There were 125 households, out of which 15.2% had children under the age of 18 living with them, 61.6% were married couples living together, 2.4% had a female householder with no husband present, and 30.4% were non-families. 28.8% of all households were made up of individuals, and 14.4% had someone living alone who was 65 years of age or older. The average household size was 2.20 and the average family size was 2.61.

In the township the population was spread out, with 15.6% under the age of 18, 5.1% from 18 to 24, 18.9% from 25 to 44, 32.0% from 45 to 64, and 28.4% who were 65 years of age or older. The median age was 53 years. For every 100 females, there were 118.3 males. For every 100 females age 18 and over, there were 112.8 males.

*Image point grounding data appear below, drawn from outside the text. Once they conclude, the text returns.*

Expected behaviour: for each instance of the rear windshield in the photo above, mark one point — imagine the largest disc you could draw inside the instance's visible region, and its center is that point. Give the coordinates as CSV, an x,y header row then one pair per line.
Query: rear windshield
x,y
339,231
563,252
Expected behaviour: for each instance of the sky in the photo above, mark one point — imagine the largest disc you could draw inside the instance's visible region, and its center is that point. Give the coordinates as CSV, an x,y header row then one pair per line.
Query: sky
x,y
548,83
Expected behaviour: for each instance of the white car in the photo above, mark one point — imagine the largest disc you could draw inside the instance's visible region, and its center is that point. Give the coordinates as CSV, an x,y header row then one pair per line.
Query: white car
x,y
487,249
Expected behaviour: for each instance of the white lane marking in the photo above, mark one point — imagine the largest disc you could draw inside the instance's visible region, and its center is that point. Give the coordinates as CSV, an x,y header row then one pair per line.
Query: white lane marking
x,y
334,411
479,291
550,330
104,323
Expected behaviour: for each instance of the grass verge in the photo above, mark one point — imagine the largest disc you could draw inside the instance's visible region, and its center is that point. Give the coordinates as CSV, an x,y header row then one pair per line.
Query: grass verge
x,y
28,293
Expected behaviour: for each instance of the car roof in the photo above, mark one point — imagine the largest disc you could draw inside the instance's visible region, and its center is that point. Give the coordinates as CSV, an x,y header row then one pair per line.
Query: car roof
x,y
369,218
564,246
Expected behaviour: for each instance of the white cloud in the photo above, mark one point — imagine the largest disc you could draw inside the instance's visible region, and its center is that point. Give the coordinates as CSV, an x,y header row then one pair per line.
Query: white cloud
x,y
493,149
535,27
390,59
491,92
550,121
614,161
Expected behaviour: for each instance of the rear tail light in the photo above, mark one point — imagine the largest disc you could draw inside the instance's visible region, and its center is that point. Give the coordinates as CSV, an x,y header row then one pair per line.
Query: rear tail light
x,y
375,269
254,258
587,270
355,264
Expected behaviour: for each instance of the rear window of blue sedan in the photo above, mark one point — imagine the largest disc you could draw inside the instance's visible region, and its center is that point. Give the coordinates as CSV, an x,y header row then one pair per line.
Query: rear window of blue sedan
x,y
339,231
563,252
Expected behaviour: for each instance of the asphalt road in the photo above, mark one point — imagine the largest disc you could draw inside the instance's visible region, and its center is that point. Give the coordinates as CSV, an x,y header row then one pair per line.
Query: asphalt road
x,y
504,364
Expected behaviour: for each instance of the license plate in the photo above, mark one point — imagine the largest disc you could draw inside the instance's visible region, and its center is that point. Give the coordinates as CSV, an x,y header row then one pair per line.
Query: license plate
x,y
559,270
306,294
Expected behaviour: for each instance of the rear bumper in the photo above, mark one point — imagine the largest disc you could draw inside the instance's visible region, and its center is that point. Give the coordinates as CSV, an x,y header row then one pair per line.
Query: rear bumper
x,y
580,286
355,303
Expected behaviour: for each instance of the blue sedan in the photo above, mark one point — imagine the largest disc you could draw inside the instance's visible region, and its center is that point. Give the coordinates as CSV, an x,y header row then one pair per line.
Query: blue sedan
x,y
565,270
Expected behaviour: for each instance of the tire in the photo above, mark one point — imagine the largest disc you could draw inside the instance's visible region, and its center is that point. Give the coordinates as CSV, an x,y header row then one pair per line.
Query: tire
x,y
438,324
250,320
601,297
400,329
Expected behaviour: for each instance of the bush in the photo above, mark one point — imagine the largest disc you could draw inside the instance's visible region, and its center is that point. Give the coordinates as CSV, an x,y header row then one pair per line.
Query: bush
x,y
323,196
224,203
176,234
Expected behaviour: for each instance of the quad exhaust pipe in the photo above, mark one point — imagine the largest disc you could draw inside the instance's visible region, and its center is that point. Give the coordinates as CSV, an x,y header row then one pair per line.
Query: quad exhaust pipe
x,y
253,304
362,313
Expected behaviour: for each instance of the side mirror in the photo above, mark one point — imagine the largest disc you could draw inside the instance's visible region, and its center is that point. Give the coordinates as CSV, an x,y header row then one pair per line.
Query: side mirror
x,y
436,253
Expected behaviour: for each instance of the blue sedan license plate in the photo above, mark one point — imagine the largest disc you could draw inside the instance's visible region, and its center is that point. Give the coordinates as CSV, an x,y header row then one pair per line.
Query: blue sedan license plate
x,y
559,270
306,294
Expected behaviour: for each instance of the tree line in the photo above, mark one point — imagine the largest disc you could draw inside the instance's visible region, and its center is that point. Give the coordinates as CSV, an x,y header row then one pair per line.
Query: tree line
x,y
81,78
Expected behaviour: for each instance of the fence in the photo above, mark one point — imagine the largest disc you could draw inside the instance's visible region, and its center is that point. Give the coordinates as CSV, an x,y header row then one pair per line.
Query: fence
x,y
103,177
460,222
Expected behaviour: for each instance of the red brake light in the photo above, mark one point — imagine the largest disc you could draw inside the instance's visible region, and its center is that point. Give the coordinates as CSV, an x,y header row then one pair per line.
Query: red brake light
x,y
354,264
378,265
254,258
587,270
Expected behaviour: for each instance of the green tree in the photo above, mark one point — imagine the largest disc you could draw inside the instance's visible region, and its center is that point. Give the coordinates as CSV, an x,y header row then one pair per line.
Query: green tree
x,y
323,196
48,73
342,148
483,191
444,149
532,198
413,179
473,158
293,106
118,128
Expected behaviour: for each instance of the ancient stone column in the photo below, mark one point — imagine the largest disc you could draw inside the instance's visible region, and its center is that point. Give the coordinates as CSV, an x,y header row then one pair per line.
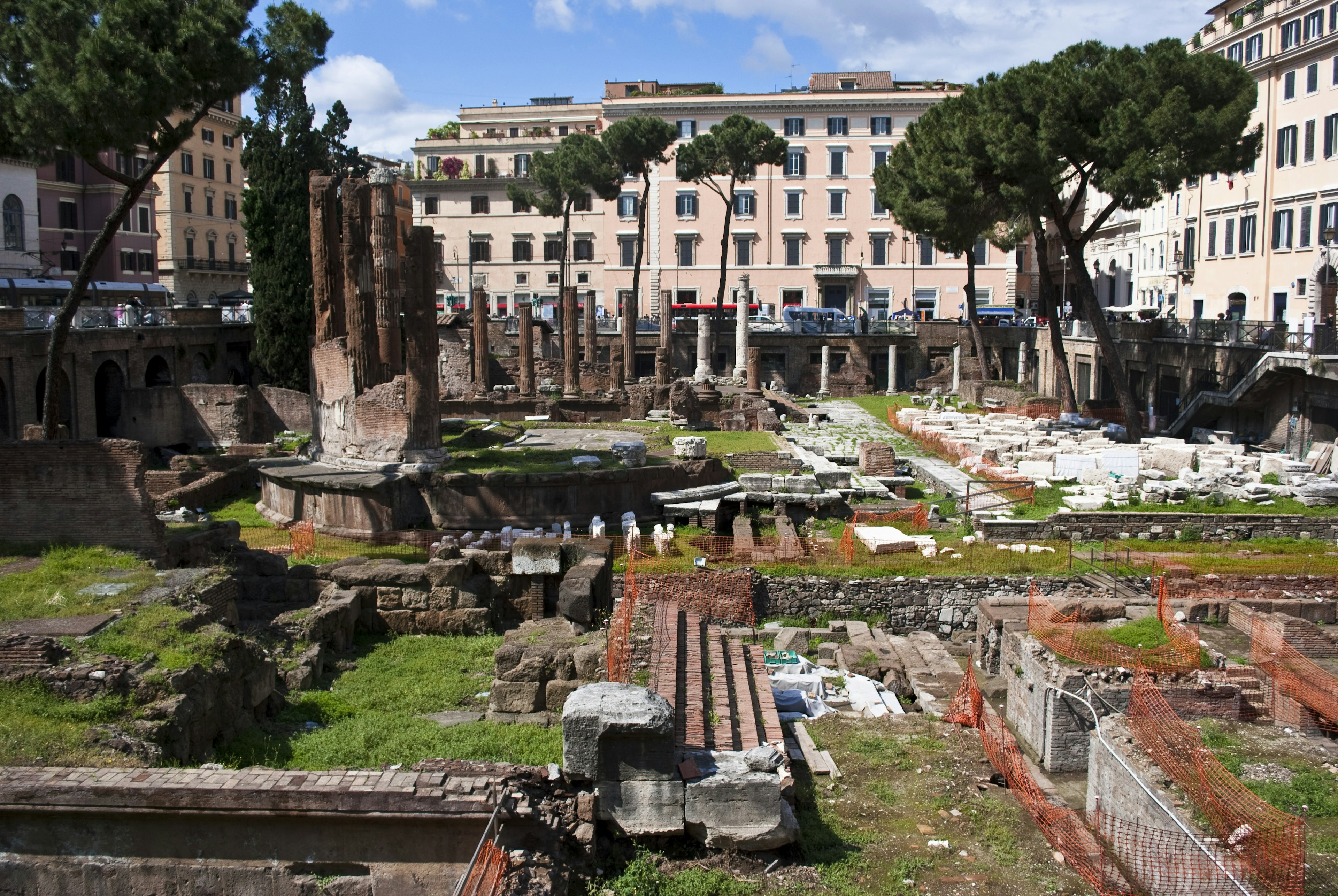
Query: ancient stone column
x,y
754,372
664,355
386,260
359,289
327,264
421,358
742,328
570,363
703,371
525,347
589,343
479,312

The median income for a household in the township was $29,375, and the median income for a family was $40,625. Males had a median income of $42,813 versus $21,250 for females. The per capita income for the township was $16,670. About 6.1% of families and 14.6% of the population were below the poverty line, including 24.0% of those under the age of eighteen and 10.4% of those 65 or over.